Premio Racconti nella Rete 2018 “LA VIOLA il fiore del ricordo” di Jessica Mantovani
Categoria: Premio Racconti nella Rete 2018Lo aveva appena raccolto quel fiorellino: lo osservava con curiosità come solo un bimbo può fare soffermandosi su dettagli. Rigirava il verde peduncolo tra pollice e indice e sorridente le correva incontro.
-Mamma, mamma, è per te!
Due mani morbide, tenere, ben disegnate, la sfioravano con carezze e trasmettevano in un solo gesto tutto l’amore di cui abbisognava. Occhi grandi, scuri e vivaci, facevano tutt’uno con l’espressione di gioia raccontate da quelle fossette, da quel sorriso dolce e spontaneo che appartiene solo a una certa età della vita.
Braccia esili, un corpo minuto a chiedere protezione, gambette veloci a rincorrere il divenire. Il tempo di una stretta per sentirsi al sicuro tra le braccia di sua madre: un gesto semplice come il vivere di un’anima di cinque anni.
Un attimo soltanto per assaporare lei quella serenità che la pervadeva quando i cuori si toccavano; lui, piccolo uomo alla scoperta del mondo, era già lontano su quell’immenso prato tutt’intorno.
Le passeggiate all’aria aperta a calpestare quel verde speranza esteso sotto i suoi piedi: momento tanto atteso per ritrovare il suo essere naturale. Reggeva in mano quel piccolo dono profumato con fare nostalgico, rivisitando in quei petali i primi anni della sua infanzia.

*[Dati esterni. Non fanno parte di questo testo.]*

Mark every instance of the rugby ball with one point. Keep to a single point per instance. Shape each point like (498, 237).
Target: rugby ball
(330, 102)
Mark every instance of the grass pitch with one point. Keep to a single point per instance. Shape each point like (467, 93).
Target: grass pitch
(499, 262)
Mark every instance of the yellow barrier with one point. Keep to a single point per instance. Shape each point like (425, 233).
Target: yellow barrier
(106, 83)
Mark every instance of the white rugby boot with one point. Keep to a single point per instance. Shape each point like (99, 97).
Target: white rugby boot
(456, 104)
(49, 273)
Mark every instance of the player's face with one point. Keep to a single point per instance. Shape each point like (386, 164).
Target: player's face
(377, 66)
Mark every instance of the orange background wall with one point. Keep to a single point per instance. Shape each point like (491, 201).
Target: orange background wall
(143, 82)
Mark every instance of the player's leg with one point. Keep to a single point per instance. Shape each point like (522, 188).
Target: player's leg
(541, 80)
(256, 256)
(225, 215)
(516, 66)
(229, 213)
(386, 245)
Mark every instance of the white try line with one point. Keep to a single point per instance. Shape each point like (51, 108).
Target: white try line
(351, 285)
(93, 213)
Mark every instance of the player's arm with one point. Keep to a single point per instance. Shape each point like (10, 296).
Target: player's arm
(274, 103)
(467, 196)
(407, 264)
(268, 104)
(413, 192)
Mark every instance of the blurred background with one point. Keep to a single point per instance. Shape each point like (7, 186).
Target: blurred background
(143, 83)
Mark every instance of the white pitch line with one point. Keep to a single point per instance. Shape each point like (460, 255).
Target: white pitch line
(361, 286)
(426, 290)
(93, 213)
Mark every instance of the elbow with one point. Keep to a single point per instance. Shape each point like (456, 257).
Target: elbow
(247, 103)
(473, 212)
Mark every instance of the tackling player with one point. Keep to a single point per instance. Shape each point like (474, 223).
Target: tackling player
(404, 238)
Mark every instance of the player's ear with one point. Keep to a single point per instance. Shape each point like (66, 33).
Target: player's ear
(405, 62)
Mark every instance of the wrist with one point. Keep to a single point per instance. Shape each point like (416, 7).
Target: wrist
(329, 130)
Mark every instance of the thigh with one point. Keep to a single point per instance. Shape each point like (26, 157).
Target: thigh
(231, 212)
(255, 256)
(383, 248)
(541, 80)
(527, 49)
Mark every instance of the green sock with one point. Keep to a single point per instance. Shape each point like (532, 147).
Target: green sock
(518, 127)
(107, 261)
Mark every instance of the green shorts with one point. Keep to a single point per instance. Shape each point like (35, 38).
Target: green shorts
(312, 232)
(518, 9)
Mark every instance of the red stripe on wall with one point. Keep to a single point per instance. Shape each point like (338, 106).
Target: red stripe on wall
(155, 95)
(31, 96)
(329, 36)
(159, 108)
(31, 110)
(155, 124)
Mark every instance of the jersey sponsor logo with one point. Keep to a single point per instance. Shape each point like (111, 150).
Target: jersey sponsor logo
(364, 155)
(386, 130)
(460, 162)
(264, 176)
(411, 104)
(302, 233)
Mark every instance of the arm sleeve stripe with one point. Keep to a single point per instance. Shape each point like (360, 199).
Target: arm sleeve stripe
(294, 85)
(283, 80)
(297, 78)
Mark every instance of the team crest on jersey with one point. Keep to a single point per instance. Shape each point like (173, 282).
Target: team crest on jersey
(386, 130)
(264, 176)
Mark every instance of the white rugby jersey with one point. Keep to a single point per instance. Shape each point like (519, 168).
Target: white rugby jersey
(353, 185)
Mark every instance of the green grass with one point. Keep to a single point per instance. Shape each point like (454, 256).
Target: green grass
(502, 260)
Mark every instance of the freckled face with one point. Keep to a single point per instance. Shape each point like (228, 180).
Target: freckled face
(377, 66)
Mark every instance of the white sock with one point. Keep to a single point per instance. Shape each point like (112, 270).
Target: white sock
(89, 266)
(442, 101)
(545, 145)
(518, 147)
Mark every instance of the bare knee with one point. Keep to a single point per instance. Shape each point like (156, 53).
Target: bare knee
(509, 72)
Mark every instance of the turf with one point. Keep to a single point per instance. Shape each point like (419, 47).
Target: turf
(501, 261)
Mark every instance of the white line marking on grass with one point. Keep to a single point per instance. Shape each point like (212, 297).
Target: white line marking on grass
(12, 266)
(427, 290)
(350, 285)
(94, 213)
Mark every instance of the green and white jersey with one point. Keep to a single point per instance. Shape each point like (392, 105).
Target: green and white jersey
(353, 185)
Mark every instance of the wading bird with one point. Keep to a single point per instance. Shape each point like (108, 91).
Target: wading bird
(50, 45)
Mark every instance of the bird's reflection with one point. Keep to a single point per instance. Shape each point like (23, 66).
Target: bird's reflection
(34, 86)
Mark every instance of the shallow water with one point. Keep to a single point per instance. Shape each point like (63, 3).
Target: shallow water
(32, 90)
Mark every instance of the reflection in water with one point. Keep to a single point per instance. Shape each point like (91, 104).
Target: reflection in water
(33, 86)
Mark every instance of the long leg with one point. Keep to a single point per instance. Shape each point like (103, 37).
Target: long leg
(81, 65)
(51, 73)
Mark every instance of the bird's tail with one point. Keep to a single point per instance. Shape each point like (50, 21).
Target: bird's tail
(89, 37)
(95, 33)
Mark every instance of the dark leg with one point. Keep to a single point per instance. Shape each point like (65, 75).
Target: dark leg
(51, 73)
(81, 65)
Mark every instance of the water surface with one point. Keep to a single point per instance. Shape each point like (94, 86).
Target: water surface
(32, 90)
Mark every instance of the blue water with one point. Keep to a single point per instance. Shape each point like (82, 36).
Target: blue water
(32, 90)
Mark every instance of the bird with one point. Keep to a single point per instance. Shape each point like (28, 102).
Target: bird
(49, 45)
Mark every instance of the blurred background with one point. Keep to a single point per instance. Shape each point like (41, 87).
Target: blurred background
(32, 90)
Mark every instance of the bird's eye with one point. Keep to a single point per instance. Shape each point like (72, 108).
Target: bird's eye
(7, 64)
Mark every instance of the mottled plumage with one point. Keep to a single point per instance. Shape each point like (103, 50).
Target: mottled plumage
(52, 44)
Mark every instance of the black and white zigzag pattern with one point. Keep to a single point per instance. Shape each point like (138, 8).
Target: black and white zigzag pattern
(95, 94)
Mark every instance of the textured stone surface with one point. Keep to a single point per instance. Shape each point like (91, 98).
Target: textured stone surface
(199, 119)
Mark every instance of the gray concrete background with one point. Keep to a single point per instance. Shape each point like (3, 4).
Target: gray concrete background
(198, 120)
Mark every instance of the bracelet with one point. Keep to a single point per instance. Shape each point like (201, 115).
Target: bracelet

A testa china, le punte di lunghi capelli castani sfioravano la corolla; occhi grandi e profondi lumeggiavano lasciando trasparire la malinconia dei ricordi. In quel fanciullo giocherellante tra fili d’erba, riviveva tutta la sua felicità di bambina di un tempo.
Le riecheggiavano alla mente mattine di primavera inoltrata con il sole già alto e il sottobosco dietro casa dipinto di un viola acceso. Petali delicati sfumati al centro di un giallo intenso facevano da tappeto a un frutteto. Viole. Un vasto campo di viole. Fiori di frutti, foglie verdi, arbusti e boccioli apostrofati da un mix di tinte e di essenze raccontavano all’unisono la rinascita della bella stagione.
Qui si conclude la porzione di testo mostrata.